Cette dernière est présentée comme la femme corrompue qui a, pour la première fois, pêché avec son compagnon Adam, pour avoir prêté l’oreille aux mauvais conseils du serpent. Au passage, grâce à des diaporamas et une flopée d’animaux incluant les « méchants » dinosaures que le Seigneur a fait disparaître, il est rappelé à ceux qui en douteraient encore, notamment les enfants, que le monde a été créé il y a 6 000 ans et non il y a plusieurs milliards d’années.

Des panneaux et des vidéos expliquent que les scientifiques ont tort de s’être fiés à Galilée, à Descartes et à d’autres penseurs qu’il faut considérer comme des ennemis de Dieu et de la religion. Sans oublier de préciser sur des cartouches animés que, si les insectes piquent, si les fauves mordent et si les serpents inoculent des poisons, c’est simplement à cause du péché originel, commis bien sûr par Ève.

La foule des visiteurs est convaincue et se rassure devant cette explication du monde dont ils déplorent, comme les inventeurs du musée, qu’elle soit bannie des enseignements.

3 millions de visiteurs depuis l’ouverture

D’après un sondage effectué en 2011 par Ipsos dans 24 pays, 40 % des Américains sont persuadés que les créationnistes ont raison. Pas surprenant donc que le musée ait accueilli plus de 3 millions de visiteurs depuis son ouverture… Les Américains n’occupent pas la première place dans ce sondage puisque leurs certitudes sont partagées par 75 % des Saoudiens, 60 % des Turcs, 56 % des Sud-Africains, 57 % des Indonésiens, 34 % des Russes et 25 % des Polonais. Des pays où l’influence de l’islam ou du christianisme est forte.

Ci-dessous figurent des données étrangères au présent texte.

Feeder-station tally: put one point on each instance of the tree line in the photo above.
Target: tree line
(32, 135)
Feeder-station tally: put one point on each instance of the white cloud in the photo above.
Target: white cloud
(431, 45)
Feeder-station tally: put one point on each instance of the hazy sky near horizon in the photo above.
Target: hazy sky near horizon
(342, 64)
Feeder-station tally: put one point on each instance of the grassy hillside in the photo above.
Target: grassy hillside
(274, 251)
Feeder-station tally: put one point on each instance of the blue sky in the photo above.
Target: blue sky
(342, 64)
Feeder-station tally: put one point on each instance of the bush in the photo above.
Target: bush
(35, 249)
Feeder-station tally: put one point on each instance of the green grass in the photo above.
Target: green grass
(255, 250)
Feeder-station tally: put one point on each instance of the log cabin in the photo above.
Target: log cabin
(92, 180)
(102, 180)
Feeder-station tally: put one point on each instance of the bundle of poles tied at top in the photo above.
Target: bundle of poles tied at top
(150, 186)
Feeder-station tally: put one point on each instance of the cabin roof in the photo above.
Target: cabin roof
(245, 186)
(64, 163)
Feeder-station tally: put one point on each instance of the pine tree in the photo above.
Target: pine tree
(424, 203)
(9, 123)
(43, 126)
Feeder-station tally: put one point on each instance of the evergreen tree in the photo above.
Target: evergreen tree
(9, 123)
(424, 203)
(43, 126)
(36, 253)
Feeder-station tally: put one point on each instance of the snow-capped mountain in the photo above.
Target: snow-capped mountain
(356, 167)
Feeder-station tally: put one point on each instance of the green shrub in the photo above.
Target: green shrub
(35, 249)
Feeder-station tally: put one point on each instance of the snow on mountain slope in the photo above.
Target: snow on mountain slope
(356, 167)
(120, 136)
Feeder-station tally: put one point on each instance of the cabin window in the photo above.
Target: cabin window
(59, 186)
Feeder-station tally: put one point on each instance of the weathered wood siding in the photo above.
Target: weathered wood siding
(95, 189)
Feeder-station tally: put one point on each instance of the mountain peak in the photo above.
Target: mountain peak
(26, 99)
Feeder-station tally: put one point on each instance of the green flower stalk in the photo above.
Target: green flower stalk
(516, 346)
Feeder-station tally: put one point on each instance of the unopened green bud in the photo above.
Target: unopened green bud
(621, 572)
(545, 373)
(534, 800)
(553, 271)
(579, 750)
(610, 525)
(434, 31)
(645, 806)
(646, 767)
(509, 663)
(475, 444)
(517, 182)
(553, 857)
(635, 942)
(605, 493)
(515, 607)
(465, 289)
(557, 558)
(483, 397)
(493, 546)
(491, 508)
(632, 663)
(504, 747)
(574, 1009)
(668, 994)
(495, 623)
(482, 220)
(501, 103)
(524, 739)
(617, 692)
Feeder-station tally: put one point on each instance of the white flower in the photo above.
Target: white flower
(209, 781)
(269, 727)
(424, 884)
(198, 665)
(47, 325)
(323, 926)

En France, les citoyens persuadés de la vertu et de la réalité du créationnisme ne sont que 9 %, contre 12 % en Allemagne. Aux États-Unis, le bataillon des créationnistes est de plus en plus important. Il constitue, par son influence et par les votes qu’il entraîne, un socle solide pour appuyer et renforcer l’armée des esprits sceptiques vis-à-vis des sciences. Il était logique qu’ils se retrouvent nombreux à la Maison Blanche dans l’entourage de Donald Trump.